Background: Tuberculosis (TB), an infectious disease caused by Mycobacterium Tuberculosis (MTB). Toll-like receptors (TLRs) are the best-studied class of PRRs, and they recognize specific pathogen-associated molecular patterns (PAMPs) from various microorganisms.

Objectives: This study aimed to determine and measure cellular TLR2 and TLR4 in active TB, latent TB and healthy individuals. Also aimed to define correlation between gene expression and present of TLR4 and TLR2 in study volunteers.

Materials & Methods: This Multi-site, prospective unmatched age and sex case-control, hospital and community-based study. 244 Consented volunteersor patients diagnosed as active tuberculosis, diagnosed latent TBI and a community controls volunteers with negative both TST and INF γ release assay were enrolled. Three-color Flow cytometry using Heparinized blood to study surface expression of TLR4 (CD284) and TLR2 (CD282), by Mean channel fluorescence intensity (MFI).

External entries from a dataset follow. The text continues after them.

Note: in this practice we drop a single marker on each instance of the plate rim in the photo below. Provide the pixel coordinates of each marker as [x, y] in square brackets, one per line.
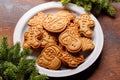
[52, 73]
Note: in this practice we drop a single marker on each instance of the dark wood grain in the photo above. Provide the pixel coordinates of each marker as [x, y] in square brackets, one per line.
[107, 66]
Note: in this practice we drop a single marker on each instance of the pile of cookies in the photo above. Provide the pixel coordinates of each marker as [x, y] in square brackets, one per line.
[62, 37]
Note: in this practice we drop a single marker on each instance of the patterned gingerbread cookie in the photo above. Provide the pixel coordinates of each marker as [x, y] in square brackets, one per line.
[85, 24]
[87, 44]
[57, 22]
[70, 39]
[71, 60]
[37, 20]
[49, 57]
[47, 38]
[32, 37]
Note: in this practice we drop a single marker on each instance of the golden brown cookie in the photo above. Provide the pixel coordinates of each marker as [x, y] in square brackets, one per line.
[49, 57]
[85, 24]
[47, 38]
[70, 39]
[37, 19]
[71, 60]
[66, 14]
[87, 44]
[53, 23]
[58, 22]
[32, 37]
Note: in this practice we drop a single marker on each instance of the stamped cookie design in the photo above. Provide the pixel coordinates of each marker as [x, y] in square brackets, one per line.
[47, 38]
[49, 57]
[70, 39]
[32, 37]
[37, 20]
[57, 22]
[70, 59]
[85, 24]
[87, 44]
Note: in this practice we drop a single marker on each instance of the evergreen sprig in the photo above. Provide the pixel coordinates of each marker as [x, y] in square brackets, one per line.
[94, 6]
[14, 64]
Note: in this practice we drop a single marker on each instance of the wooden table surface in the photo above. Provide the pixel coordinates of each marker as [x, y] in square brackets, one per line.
[107, 66]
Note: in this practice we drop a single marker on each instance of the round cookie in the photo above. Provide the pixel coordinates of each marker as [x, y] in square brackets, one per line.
[87, 44]
[71, 40]
[37, 20]
[32, 37]
[71, 60]
[47, 38]
[49, 57]
[58, 22]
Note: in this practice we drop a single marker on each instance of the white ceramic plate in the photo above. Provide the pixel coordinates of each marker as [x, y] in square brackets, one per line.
[52, 7]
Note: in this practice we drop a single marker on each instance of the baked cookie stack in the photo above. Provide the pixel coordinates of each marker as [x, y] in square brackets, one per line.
[61, 36]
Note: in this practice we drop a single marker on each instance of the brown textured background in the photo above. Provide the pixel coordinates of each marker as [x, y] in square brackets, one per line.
[107, 66]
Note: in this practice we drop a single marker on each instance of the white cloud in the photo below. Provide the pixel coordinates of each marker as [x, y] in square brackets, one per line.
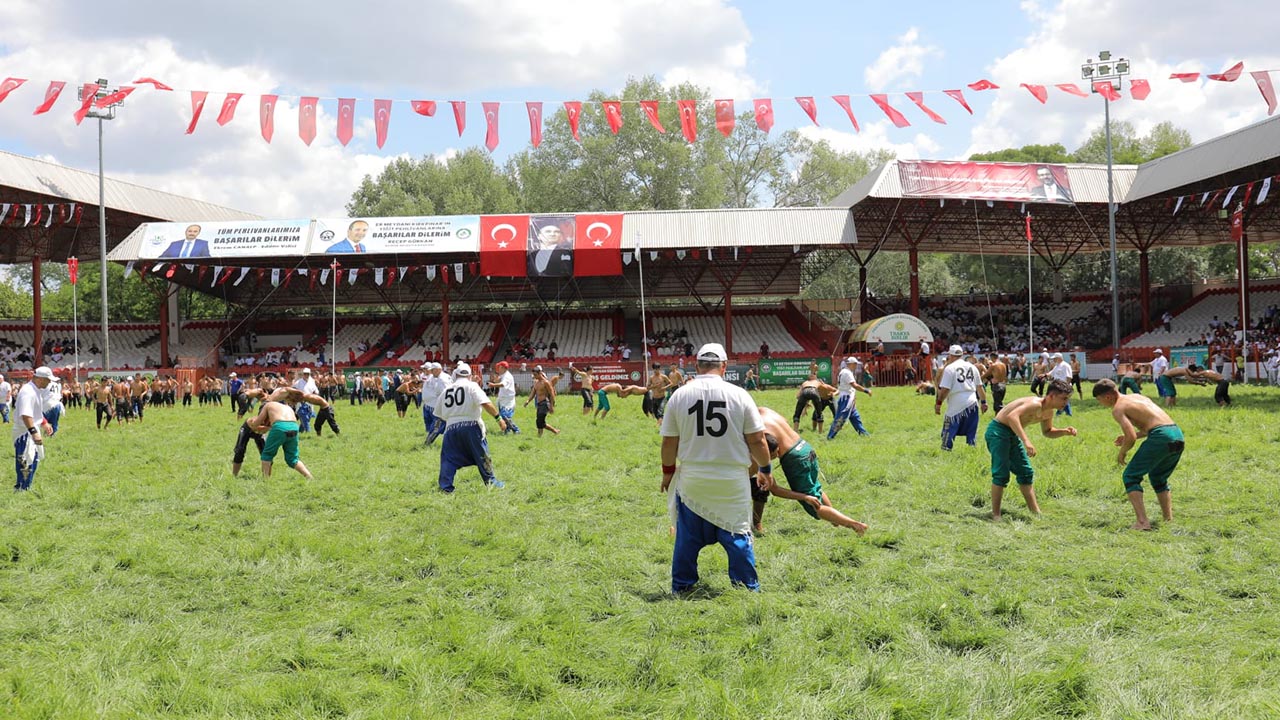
[903, 60]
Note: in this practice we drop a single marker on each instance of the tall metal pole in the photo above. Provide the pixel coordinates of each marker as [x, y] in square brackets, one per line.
[1111, 232]
[101, 249]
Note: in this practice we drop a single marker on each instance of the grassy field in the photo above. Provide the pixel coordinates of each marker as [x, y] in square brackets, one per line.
[142, 580]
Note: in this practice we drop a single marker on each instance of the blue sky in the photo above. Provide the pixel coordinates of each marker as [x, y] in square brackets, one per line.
[513, 50]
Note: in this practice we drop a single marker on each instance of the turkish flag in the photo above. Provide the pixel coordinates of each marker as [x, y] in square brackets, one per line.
[613, 114]
[725, 118]
[9, 85]
[894, 115]
[266, 115]
[842, 100]
[958, 95]
[650, 110]
[88, 91]
[598, 245]
[382, 119]
[1266, 89]
[918, 98]
[307, 118]
[1229, 74]
[574, 110]
[1105, 89]
[346, 119]
[1037, 91]
[228, 110]
[535, 122]
[503, 246]
[490, 122]
[460, 114]
[763, 108]
[152, 82]
[51, 94]
[113, 98]
[688, 119]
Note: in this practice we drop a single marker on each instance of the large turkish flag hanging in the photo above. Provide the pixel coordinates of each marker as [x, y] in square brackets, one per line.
[503, 245]
[598, 245]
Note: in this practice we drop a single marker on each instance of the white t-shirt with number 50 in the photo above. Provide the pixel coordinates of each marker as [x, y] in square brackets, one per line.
[711, 417]
[961, 379]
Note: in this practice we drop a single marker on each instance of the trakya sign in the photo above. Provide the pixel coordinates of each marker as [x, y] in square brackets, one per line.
[897, 327]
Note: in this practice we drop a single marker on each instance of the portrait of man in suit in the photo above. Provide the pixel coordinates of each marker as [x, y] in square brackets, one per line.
[191, 246]
[353, 242]
[551, 249]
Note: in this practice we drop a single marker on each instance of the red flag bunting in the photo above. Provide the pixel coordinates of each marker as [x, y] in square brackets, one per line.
[1105, 89]
[650, 110]
[1229, 74]
[918, 98]
[307, 118]
[535, 122]
[894, 115]
[346, 119]
[958, 95]
[725, 119]
[613, 114]
[842, 100]
[460, 114]
[266, 115]
[598, 245]
[228, 110]
[574, 112]
[809, 108]
[8, 86]
[51, 94]
[1266, 89]
[503, 246]
[152, 82]
[688, 119]
[490, 123]
[382, 119]
[1038, 91]
[88, 91]
[763, 108]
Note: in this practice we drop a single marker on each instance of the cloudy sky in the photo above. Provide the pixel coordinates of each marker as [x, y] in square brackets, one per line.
[554, 50]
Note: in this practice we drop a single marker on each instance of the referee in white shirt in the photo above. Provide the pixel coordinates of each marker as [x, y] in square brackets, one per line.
[714, 431]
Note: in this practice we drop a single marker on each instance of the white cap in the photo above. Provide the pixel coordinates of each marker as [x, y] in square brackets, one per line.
[713, 352]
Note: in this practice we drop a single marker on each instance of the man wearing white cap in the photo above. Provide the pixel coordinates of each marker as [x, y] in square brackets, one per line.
[28, 443]
[714, 429]
[465, 443]
[960, 387]
[1164, 386]
[846, 405]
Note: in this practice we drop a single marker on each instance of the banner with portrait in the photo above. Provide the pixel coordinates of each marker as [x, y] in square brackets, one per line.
[984, 181]
[391, 236]
[241, 238]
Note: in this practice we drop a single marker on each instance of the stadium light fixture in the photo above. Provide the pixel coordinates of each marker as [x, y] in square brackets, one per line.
[1112, 73]
[104, 113]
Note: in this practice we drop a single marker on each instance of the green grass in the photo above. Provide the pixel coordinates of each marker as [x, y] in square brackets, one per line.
[142, 580]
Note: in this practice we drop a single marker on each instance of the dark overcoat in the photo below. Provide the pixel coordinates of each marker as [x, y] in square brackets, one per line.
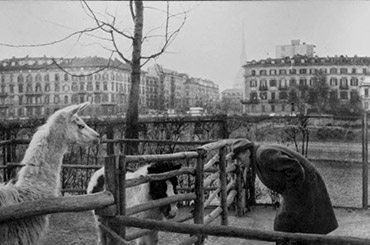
[306, 205]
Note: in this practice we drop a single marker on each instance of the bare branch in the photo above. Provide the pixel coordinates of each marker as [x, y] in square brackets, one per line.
[117, 49]
[77, 33]
[108, 65]
[132, 10]
[169, 38]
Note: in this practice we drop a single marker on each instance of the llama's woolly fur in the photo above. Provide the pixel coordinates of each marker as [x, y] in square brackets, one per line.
[38, 178]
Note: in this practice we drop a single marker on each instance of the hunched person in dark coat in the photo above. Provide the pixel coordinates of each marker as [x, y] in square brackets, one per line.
[306, 205]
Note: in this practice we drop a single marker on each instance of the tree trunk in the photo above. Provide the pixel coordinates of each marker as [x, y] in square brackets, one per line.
[132, 123]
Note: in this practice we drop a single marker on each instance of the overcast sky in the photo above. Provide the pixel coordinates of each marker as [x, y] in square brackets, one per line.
[209, 44]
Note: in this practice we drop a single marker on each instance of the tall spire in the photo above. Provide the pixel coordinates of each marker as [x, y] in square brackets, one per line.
[243, 56]
[239, 79]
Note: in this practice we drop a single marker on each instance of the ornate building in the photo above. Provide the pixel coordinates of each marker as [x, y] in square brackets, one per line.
[267, 81]
[230, 101]
[36, 87]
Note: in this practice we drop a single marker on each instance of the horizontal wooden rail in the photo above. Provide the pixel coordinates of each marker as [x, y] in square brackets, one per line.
[55, 205]
[210, 218]
[163, 157]
[160, 202]
[155, 177]
[237, 232]
[216, 144]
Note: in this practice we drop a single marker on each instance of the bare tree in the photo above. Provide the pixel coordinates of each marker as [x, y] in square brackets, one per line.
[137, 58]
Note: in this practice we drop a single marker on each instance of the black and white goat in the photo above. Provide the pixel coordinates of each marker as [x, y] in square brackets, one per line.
[141, 194]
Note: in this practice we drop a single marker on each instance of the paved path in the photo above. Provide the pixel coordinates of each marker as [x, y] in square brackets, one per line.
[78, 229]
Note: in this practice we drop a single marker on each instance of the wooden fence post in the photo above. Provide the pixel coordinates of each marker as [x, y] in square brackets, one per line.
[239, 190]
[122, 192]
[223, 180]
[365, 161]
[111, 186]
[199, 192]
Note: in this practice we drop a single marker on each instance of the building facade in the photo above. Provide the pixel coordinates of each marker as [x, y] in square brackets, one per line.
[293, 49]
[267, 82]
[36, 87]
[231, 101]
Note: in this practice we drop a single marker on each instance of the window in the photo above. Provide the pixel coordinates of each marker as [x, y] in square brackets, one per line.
[97, 99]
[263, 84]
[283, 83]
[29, 78]
[38, 88]
[354, 81]
[74, 86]
[343, 83]
[20, 79]
[292, 82]
[273, 83]
[74, 99]
[47, 87]
[333, 81]
[302, 82]
[273, 96]
[56, 99]
[47, 100]
[38, 78]
[56, 87]
[263, 95]
[344, 95]
[283, 95]
[253, 83]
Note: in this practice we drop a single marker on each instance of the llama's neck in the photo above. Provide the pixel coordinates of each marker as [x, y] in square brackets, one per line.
[43, 160]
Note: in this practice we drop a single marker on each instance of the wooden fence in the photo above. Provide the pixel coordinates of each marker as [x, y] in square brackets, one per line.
[111, 203]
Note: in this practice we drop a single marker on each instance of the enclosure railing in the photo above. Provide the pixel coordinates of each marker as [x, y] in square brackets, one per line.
[109, 204]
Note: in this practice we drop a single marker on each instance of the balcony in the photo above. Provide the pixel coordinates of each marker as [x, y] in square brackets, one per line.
[283, 88]
[263, 88]
[247, 102]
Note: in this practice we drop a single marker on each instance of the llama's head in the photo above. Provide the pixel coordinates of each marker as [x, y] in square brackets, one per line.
[72, 127]
[164, 188]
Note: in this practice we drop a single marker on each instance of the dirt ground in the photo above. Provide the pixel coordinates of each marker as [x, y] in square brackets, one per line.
[79, 229]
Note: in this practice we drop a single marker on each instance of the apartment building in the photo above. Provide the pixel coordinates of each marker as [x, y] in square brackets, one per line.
[267, 81]
[231, 101]
[37, 86]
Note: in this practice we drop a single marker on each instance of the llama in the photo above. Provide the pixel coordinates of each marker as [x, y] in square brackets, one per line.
[141, 194]
[40, 175]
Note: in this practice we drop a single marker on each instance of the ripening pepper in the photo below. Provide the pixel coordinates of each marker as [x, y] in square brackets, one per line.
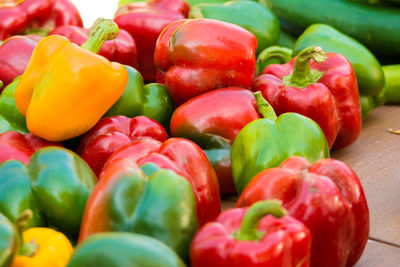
[154, 202]
[262, 235]
[265, 143]
[123, 249]
[55, 185]
[214, 124]
[19, 17]
[198, 60]
[112, 133]
[144, 21]
[66, 89]
[327, 197]
[322, 87]
[186, 159]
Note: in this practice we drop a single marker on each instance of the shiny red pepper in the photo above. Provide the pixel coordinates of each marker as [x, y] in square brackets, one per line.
[327, 197]
[186, 159]
[122, 49]
[145, 21]
[198, 52]
[14, 145]
[214, 124]
[326, 92]
[262, 235]
[112, 133]
[18, 17]
[15, 53]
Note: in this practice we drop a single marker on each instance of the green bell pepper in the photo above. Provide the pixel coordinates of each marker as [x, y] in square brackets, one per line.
[250, 15]
[368, 70]
[265, 143]
[10, 118]
[152, 100]
[123, 249]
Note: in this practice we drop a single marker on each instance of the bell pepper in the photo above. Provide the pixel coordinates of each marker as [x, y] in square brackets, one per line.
[151, 100]
[186, 159]
[122, 49]
[327, 197]
[324, 90]
[156, 202]
[10, 118]
[56, 181]
[14, 145]
[214, 125]
[370, 76]
[262, 235]
[56, 91]
[123, 249]
[15, 53]
[265, 143]
[19, 17]
[250, 15]
[198, 51]
[144, 21]
[112, 133]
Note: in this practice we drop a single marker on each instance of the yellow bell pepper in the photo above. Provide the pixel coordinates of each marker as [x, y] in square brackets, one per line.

EDTA blood was used for mRNA expression of both receptors using Quantitative RT-PCR.

Results: TLR2, TLR4 cell surface expression by Flow cytometry was decreased in all study volunteers with no significance differences (p.value 0.24).mRNA expression of TLR2 were increased in active TB compared to Latent TBI and healthy individuals,while mRNA TLR4 decreased in active TB and showed increased pattern in latent and low level of expression in healthy volunteers, associated with no significant difference in the expression of TLR-2 mRNA between patients and close contacts with LTBI (p. value 0.045), compared with significance correlation between cellular TLR2 and expression and BCG status (p. value 0.00) respectively. There was highly significance correlation between TST indurations and level of both TLR2 and TLR4 (p. value 0.00). Also there was significant correlation between mRNA expression of TLR2 a

Keywords

Toll like receptor; Latent TB; Active TB

Toll like receptor article; TLR article; Latent TB article; Active TB article

Article Details

Introduction:

Tuberculosis (TB) is chronic and infectious disease that is caused by Mycobacterium Tuberculosis and remains an important public health problem worldwide[1], in 2017, it was one of the 10 major causes of death and about1.5 million diagnosed cases globally[2]. M. kansasii and M. avium-intracellulare (MAI) shown similar pathological and clinical appearance to M. Tubercluosis[3].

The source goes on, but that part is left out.